Refrigeration manufacturer Liebherr boasts some 16 in-house test laboratories for measuring energy consumption, temperature stability, noise output and heat output. The test facilities are independently certified by both VDE and Intertek. Its production sites are certified to ISO14001 for environmental management. The company claims to be the first to introduce HFC-free refrigerants R290 and R600a across the whole of its range of refrigerators and freezers.
Warewashing manufacturer Winterhalter’s products are manufactured to international and European quality and environmental standards, but its UK subsidiary also adheres to the ISO14001 environmental management system to ensure its operations are tested against the international standard. Winterhalter was the first, and remains the only, catering equipment manufacturer that has had its manufacturing process, distribution network, product use and disposal cycle measured and certified by the Carbon Trust.
Hoshizaki implements a long-running ‘Eco Plan’ programme across its global subsidiaries, which is intended to counter its demand on the environment with sustainable solutions and ecological actions. The plan focuses on key areas, including product development, recycling, recovery of environment-damaging CFCs and a host of other environmental measures. In the UK, its manufacturing facility has achieved ISO14001 and adopts the ‘Just in Time’ method to ensure an efficient flow and achieve an exceptional recycling-to-waste ratio for discarded elements. It even has a strategy of only working with logistic partners that operate the latest efficient Euro 6 trucks when transporting its equipment.
Sustainability is at the heart of Welbilt’s ethos, nowhere more so than at the main Convotherm factory in Eglfing. It was one of the first companies in Germany to achieve the environmental standard ISO14001 almost two decades ago and since 2009 it has saved one million kilograms of CO2 from converting to green electricity. Its facilities now use a 100% renewable fuel power source, which has resulted in a CO2 output reduction of around 1 Mio kg CO2 per year, and boasts a carbon neutral footprint.

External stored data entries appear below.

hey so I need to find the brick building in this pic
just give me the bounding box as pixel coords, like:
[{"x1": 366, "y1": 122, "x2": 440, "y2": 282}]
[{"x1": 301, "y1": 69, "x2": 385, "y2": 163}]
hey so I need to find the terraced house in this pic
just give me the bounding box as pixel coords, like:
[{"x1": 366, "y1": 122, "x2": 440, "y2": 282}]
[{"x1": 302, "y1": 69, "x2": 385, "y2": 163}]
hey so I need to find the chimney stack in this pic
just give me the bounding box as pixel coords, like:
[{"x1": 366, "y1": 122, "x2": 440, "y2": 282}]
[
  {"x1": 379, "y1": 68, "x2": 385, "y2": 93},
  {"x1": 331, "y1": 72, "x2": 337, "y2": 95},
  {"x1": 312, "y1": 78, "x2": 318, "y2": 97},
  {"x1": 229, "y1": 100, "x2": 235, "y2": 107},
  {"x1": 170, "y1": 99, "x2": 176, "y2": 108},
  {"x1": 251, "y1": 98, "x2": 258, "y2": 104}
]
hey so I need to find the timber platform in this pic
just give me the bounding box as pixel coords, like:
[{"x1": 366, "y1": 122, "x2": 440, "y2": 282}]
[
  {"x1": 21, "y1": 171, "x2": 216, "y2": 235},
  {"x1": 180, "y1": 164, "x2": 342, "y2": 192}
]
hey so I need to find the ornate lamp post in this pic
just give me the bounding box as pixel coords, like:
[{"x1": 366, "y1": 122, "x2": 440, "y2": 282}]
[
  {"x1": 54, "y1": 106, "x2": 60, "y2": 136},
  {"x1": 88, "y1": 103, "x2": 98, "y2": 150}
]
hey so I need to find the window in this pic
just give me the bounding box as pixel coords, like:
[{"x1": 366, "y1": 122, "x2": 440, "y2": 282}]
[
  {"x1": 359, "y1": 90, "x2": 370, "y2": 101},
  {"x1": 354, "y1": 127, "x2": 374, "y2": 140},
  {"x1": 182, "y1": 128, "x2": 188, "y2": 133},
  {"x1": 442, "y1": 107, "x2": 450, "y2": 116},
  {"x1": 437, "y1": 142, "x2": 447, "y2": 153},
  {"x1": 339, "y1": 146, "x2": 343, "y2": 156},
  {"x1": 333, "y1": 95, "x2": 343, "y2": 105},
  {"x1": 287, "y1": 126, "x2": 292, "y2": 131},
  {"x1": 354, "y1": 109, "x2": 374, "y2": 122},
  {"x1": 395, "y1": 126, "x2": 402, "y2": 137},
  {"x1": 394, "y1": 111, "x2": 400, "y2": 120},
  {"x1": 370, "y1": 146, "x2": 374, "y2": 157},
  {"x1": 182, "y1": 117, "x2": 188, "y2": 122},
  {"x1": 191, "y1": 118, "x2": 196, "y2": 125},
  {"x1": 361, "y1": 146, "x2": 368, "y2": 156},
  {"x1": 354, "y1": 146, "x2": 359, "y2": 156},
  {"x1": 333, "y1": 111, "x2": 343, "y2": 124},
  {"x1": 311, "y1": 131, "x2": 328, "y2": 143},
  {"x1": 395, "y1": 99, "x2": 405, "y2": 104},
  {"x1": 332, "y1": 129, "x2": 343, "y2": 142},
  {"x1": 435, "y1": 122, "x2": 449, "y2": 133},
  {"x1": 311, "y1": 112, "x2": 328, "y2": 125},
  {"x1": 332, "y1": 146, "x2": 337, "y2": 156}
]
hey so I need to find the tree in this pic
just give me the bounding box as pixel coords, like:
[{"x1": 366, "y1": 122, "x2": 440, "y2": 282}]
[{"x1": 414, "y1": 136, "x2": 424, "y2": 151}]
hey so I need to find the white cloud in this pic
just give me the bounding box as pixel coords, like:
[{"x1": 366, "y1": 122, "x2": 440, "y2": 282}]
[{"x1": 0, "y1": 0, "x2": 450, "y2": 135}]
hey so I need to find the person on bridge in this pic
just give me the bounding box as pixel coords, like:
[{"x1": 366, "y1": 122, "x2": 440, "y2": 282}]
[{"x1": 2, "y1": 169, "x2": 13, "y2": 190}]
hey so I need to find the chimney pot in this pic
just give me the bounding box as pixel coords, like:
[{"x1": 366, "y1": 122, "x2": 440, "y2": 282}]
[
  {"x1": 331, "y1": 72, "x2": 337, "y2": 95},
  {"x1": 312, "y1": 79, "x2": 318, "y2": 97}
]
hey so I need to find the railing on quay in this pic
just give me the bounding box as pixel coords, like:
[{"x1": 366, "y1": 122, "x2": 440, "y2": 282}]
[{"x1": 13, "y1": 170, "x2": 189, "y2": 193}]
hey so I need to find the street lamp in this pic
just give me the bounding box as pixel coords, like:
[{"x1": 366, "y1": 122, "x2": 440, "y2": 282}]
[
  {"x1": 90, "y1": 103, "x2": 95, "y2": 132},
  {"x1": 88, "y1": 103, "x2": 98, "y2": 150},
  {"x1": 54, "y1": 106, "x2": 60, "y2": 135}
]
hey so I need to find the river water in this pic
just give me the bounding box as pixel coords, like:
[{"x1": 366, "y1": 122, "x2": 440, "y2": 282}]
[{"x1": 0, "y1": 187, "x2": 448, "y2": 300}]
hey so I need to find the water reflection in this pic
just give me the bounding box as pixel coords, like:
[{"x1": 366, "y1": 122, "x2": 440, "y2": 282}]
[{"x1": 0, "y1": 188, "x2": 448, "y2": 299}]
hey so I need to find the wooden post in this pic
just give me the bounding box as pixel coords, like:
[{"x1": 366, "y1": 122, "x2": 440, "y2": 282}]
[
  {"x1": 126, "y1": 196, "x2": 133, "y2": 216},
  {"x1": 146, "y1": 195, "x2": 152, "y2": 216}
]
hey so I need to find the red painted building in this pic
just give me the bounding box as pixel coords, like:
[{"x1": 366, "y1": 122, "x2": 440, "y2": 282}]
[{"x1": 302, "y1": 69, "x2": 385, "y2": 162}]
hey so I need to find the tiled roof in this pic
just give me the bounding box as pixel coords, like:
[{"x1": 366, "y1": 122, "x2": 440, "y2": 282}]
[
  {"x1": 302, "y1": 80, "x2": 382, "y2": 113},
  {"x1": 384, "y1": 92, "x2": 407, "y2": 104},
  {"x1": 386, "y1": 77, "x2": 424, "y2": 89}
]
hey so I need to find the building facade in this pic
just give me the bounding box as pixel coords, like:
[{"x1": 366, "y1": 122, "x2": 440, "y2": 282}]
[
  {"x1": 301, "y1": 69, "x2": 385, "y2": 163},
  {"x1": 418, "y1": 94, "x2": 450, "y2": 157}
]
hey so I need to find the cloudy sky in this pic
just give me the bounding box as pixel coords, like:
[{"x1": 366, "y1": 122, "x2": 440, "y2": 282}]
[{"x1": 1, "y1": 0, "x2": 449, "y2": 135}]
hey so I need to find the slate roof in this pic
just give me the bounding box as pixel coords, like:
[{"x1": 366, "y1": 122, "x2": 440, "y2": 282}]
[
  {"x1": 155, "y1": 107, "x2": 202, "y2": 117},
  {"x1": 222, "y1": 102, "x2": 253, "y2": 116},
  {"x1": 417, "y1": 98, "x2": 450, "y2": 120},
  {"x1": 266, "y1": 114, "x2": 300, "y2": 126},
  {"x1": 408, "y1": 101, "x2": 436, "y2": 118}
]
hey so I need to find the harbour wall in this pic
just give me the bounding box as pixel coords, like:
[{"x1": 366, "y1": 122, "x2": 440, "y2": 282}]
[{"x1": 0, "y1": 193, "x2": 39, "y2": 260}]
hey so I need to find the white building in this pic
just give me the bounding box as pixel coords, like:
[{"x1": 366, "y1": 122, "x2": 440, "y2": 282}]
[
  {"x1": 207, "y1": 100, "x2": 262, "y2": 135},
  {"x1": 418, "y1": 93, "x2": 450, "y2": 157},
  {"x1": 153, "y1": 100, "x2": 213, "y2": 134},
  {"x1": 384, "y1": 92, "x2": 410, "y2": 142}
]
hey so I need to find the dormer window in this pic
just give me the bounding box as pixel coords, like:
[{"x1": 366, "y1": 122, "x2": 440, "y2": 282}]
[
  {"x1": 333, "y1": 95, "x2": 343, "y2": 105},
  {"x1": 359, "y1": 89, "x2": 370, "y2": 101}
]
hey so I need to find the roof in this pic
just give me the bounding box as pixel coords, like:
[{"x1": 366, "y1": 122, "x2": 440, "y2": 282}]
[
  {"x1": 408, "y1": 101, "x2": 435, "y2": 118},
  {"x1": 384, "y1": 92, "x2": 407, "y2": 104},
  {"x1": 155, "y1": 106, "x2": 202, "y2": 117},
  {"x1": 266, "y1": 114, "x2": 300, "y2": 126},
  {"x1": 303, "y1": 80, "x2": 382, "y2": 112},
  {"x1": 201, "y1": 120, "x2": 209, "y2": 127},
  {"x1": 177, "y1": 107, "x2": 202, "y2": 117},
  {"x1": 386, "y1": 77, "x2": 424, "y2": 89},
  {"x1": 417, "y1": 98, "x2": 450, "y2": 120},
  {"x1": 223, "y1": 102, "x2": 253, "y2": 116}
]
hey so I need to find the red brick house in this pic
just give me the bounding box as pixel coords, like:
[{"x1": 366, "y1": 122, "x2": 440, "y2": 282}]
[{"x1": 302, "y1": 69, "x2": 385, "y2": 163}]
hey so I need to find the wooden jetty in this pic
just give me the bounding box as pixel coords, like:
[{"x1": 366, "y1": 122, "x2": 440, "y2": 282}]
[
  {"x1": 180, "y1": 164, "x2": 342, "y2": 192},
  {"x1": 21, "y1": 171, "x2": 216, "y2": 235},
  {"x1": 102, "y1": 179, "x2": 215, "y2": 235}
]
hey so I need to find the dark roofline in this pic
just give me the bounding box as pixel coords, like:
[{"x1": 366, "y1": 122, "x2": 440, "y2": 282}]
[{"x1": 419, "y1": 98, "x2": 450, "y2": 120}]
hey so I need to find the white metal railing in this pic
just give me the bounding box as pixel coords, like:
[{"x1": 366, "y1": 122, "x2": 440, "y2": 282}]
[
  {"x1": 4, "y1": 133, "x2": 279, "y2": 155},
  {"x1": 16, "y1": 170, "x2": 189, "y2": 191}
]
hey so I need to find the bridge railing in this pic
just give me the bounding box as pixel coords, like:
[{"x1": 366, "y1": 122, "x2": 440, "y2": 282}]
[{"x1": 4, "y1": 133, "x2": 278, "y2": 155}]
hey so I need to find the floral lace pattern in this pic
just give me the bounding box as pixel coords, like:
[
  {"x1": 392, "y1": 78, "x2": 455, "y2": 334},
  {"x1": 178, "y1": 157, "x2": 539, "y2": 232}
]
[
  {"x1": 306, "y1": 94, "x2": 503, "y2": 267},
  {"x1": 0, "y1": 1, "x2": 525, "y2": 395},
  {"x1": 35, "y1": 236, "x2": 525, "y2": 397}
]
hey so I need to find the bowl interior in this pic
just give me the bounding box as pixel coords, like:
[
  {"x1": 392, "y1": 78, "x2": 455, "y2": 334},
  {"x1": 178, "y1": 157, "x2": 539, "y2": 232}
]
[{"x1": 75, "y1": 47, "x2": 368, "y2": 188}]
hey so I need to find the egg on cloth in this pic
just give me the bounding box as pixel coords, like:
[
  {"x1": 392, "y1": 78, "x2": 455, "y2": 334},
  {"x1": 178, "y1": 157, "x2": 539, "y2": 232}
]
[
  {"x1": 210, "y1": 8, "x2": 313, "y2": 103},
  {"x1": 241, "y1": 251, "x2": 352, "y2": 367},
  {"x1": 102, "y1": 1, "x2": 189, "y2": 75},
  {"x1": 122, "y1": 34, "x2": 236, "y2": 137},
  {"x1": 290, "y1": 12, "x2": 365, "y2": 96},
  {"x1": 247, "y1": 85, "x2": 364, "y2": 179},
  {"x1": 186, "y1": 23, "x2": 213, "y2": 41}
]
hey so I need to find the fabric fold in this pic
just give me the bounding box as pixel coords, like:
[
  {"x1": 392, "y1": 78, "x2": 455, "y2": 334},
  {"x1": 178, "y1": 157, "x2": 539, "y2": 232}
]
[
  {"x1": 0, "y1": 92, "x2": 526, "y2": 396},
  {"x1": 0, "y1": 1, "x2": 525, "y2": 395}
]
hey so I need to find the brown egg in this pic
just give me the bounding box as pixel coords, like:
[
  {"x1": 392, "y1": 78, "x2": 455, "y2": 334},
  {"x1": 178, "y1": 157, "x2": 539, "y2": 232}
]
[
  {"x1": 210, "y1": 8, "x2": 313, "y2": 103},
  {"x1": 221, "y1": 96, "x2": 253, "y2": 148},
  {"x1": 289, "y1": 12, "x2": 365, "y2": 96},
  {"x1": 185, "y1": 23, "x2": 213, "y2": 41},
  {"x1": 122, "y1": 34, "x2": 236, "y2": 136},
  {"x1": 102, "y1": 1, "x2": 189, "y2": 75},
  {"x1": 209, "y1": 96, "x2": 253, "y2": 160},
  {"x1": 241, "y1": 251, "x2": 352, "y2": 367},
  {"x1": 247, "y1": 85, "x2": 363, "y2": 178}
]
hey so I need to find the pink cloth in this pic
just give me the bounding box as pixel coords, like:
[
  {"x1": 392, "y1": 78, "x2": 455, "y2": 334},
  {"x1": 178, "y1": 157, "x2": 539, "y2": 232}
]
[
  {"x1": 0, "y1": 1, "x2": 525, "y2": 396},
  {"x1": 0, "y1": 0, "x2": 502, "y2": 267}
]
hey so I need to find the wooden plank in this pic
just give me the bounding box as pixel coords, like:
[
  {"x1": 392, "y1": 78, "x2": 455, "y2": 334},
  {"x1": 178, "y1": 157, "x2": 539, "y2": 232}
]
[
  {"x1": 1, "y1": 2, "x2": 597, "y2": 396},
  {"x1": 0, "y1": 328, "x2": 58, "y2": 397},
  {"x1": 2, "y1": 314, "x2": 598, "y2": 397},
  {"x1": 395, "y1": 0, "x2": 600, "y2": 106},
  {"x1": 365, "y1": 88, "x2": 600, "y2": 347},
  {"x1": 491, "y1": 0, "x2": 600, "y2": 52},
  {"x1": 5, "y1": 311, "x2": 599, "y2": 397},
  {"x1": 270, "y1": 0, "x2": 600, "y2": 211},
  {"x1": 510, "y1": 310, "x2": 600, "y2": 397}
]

British manufacturer Falcon is part of the Greenlogic initiative to minimise the effect of production, operation and disposal of its products on the environment. By co-ordinating the removal of waste from its Stirling factory, it has succeeded in achieving zero landfill status. The company is working with its waste partners to develop a bespoke personalised solution for the segregation and recycling of all waste. Other schemes in place throughout the company include converting used cooking oil to biofuel, shredding used paper for packing, recycling cardboard, plastic and wood, and upgrading its air handling units to control its heating and cooling systems.
8. E&R Moffat
Another British manufacturer, E&R Moffat, is committed to reducing its carbon footprint in every area of operation. It has invested heavily in high-technology laser cutters and punchers to minimise waste during manufacturing and has developed an innovative delivery technique that all but eliminates the need for packaging. By using the latest tools and clever design, it endeavours to get the most use out of each sheet of metal. It also recycles all scrap and swarf. Moffat’s new delivery procedure minimises packaging while ensuring products are delivered in pristine condition. This is achieved through the use of efficient vehicles, protective harnessing to cut down packaging and special loading procedures. Another benefit is that, because there is less waste packaging to take off and dispose of, the system saves its customers time.